Ever the iconoclast, WhereScape CEO Michael Whitehead celebrated the self-service movement as a fundamentally good thing. "This is healthy. It's really healthy," said Whitehead, referring both to the popularity of self-service discovery and data prep tools and the laissez faire fashion in which these tools are typically used and managed.

"We [in data management] were broken before, so now people are going out and preparing their own analyses and preparing their own data sets without giving much thought to governance or reuse or repeatability. Let's be honest, there will be a helluva lot of mistakes.

"[However,] this is the way we realign data management with the needs and priorities of the business."

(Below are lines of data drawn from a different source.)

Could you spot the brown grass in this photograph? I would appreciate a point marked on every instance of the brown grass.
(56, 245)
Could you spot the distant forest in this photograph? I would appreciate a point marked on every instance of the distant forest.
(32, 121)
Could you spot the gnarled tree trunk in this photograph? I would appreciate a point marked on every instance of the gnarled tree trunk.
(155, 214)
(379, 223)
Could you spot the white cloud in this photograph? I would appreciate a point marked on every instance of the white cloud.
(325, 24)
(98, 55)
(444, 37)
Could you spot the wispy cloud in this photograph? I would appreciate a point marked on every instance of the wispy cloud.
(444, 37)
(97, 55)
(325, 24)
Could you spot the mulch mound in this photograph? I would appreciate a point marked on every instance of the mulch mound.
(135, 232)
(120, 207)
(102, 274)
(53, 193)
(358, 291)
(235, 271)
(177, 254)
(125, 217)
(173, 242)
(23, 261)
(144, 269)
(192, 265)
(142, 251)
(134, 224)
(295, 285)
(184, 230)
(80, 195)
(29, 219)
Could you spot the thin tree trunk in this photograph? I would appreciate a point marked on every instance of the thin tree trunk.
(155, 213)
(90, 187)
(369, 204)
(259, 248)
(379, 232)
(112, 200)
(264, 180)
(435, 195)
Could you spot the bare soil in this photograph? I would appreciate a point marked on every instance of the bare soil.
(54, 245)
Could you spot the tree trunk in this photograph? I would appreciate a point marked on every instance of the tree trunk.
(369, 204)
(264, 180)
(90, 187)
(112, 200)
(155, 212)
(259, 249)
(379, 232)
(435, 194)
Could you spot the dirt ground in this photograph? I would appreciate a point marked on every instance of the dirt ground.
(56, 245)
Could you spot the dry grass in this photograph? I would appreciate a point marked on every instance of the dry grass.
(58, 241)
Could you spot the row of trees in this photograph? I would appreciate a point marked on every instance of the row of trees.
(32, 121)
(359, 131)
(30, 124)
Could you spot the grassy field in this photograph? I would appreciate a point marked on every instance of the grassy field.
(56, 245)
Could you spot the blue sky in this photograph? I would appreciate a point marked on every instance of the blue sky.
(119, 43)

Modern Questions Need Context-Dependent Answers

Whitehead's position might sound a little unlikely to anyone familiar with WhereScape, which markets software designed to automate the design, population, and ongoing management of data warehouse systems. He doesn't see this as a contradiction. Instead, Whitehead argued, data management must become more tolerant of what he called "epistemic relativism."

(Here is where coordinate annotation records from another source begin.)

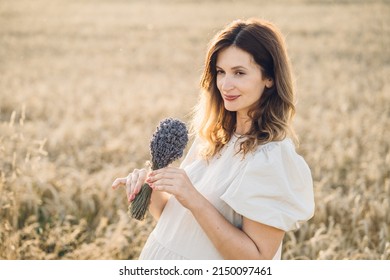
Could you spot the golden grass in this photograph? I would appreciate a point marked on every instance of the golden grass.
(84, 83)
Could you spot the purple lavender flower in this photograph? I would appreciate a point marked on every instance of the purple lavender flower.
(166, 145)
(168, 142)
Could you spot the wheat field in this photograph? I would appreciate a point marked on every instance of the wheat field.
(84, 83)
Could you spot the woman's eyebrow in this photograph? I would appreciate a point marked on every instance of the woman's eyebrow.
(234, 67)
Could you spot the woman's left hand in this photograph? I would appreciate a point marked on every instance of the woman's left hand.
(176, 182)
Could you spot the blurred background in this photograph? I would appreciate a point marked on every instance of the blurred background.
(84, 83)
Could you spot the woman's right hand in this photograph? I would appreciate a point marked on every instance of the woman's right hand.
(132, 183)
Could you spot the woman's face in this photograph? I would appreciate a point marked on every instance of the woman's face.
(239, 80)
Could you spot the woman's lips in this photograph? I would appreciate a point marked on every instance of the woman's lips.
(231, 97)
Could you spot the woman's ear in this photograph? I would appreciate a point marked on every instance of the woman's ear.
(269, 83)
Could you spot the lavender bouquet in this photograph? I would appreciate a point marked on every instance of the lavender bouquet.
(166, 145)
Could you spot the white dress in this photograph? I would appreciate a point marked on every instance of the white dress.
(273, 186)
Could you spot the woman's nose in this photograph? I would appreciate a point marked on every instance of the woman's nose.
(227, 83)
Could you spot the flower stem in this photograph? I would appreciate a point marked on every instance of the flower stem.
(141, 202)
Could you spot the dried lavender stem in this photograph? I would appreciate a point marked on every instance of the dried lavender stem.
(141, 202)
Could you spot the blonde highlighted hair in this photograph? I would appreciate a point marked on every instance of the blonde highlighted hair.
(272, 114)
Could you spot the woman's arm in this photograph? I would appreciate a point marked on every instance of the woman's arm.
(253, 241)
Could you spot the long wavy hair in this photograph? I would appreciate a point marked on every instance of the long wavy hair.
(272, 115)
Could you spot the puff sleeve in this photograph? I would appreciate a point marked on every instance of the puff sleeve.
(275, 189)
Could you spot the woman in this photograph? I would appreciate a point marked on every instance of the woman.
(241, 185)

"Let's give our business users some credit. In some cases, it's actually okay to turn up with different sets of information. In other [cases], we need different contextual viewpoints. Think about [a question such as] how many people were there on Flight N from San Francisco to Portland? To an airline, that question has different answers depending on how you define [its parameters]," he said.

This isn't to say we should throw away data management standards. However, we should understand that some questions are more tolerant of relativistic answers than others, Whitehead argued.

Data Management Has to Stop Ignoring Business Needs

"The position some people [in the industry] take is that these things are categorically wrong," Whitehead continued, referring to relative answers and the spread of self-service. "They think we're going to end up in a bad spot, with people essentially writing their own reports, [spinning up] their own Access databases and Excel spreadsheets, much like they did 25 years ago. They think we need to shut this stuff down before [users] can cause harm for themselves or others," he said.

"This doesn't work. The spot we're in right now is our own doing. We're broken because we've ignored [business] needs for so long. We're broken because we've given [business people] every incentive to go around us.

"If our answer to the question 'What's wrong with data management?' doesn't include the ability to provide data very quickly to people to do things with it, then our current answer is wrong. Historically, no one on the inside [of IT] would listen when [business people] tried to express this, so we need people on the outside to point it out to us."